Posted on • Originally published at ttntm.me on

My Buildless Preact Starter

The opening paragraph of the last article published on this site already gave it away: I’m going to be writing about Preact a little more. In fact, the purpose of this article is really “just” an announcement:

I’ve published a template/starter intended to showcase how I’m using Preact for SPAs in buildless environments.

It’s probably going to seems a little lazy, but I’m going to publish the project’s readme here. Quite a bit of time went into writing this down properly (I hope…) for others to understand and use, so I feel like it’s worth having a look at before heading over to GitHub to browse the code.

There’s also a demo which can be found here: ttntm.me/demos/bps/

Screenshot of a demo app

Preface

In the official docs, this approach is called the No build tools route; it leverages HTM:

HTM is a JSX-like syntax that works in standard JavaScript. Instead of requiring a build step, it uses JavaScript’s own Tagged Templates syntax, which was added in 2015 and is supported in all modern browsers. This is an increasingly popular way to write Preact apps, since there are fewer moving parts to understand than a traditional front-end build tooling setup.

Prerequisites

  1. At least 1 HTML file
  2. Browser support for <script type="module">
  3. A server (or component in some low code system) that can execute and serve the code

Project Structure

index.html

Source code: ./index.html

The shell of your SPA. Can be used for static elements (header/footer) and server side code (if your environment provides that).

For the most minimal setup, this is where it ends: your Preact SPA is inlined in this file (please refer to the official docs linked above for an example).

index.html is also using some <link rel="modulepreload"> statements in <head> to “significantly reduce the overall download and processing time” of the necessary dependencies listed below (see: MDN).

app.js

Source code: ./app.js

Your SPA’s entry point, kept in a separate file. Follow this approach if you can (i.e. if your environment supports it).

The file uses a default export (export default function App(config)) that consumes a config object. A practical example: config could be used to pass data obtained from the server side to the SPA if the target system provides the functionality to run server side code in index.html.

components.js

Source code: ./components.js

Uses a default export to provide reusable components. Use Preact Hooks if you want to make use of stateful components.

NB: using components in a separate file (or even files) is a nice way to follow the separation of concerns and to remove (reusable) component code from app.js. It is not required though - components can (also) be defined in app.js and/or inline (<script type="module">) without any issues - check out the Heading component in app.js for an example.

config.js

Source code: ./config.js

Entirely optional. I’m often using such config files for translations, lists used to populate <select> elements etc.

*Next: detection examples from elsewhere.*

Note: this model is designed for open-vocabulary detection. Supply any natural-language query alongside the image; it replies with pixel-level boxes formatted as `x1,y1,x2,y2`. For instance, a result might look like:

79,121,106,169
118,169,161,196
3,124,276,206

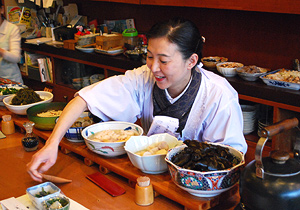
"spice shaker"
22,121,39,152
135,176,154,206
1,115,15,135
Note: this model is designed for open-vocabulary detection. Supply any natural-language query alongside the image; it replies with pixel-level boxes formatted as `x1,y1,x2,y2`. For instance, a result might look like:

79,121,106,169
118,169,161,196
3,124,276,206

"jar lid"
2,115,11,122
122,28,138,37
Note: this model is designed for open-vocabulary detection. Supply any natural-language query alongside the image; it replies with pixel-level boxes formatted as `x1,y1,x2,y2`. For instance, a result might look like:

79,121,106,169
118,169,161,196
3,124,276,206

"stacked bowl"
241,105,256,135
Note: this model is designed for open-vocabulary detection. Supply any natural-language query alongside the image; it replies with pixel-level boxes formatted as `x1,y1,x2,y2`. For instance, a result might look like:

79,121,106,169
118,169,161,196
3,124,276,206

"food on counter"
265,68,300,84
37,110,62,117
71,116,94,128
171,140,240,172
11,88,42,105
0,87,19,96
135,141,169,156
35,187,51,198
45,197,69,210
90,130,139,142
238,65,267,74
219,62,241,68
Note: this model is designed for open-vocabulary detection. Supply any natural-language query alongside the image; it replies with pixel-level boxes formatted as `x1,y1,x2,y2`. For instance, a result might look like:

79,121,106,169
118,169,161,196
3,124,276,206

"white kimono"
77,65,247,153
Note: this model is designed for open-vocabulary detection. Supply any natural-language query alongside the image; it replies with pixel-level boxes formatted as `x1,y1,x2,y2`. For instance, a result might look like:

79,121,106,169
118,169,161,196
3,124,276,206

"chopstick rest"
42,174,72,184
87,172,126,196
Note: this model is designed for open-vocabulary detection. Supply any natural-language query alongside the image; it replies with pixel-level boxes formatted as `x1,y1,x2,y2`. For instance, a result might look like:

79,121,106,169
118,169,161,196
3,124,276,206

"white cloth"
77,65,247,153
0,17,23,83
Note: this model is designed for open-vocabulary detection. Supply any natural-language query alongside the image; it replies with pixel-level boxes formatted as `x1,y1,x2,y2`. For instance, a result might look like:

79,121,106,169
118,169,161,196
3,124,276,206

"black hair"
146,18,204,64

Follows the same intention as app.js and components.js - use if your environment supports doing it and if your app has the complexity/size to justify doing it.

styles.css

Source code: ./styles.css

Not sure if this needs to be mentioned separately, but you probably want your site (and SPA) not to look like browser defaults.

The styles used for this project were originally based on water.css but they got modified, extended and tinkered with over time.

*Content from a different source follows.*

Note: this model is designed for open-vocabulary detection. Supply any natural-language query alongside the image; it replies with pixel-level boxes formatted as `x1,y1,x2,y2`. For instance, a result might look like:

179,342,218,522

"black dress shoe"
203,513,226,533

Using This Starter for Development

Fork, clone and start building your thing basically. Nothing to install, no node_modules, no dependencies for you to manage.

Well, that’s not entirely true, but they’re all loaded from ESM CDN:

  • esm.sh/preact@10.4.7
  • esm.sh/preact@10.4.7/hooks
  • esm.sh/htm@3.0.4

I’ve included one recommendation for VS Code users in the .vscode folder though:

I’ve come to appreciate this extension for a variety of things, so go check it out if you haven’t used it yet.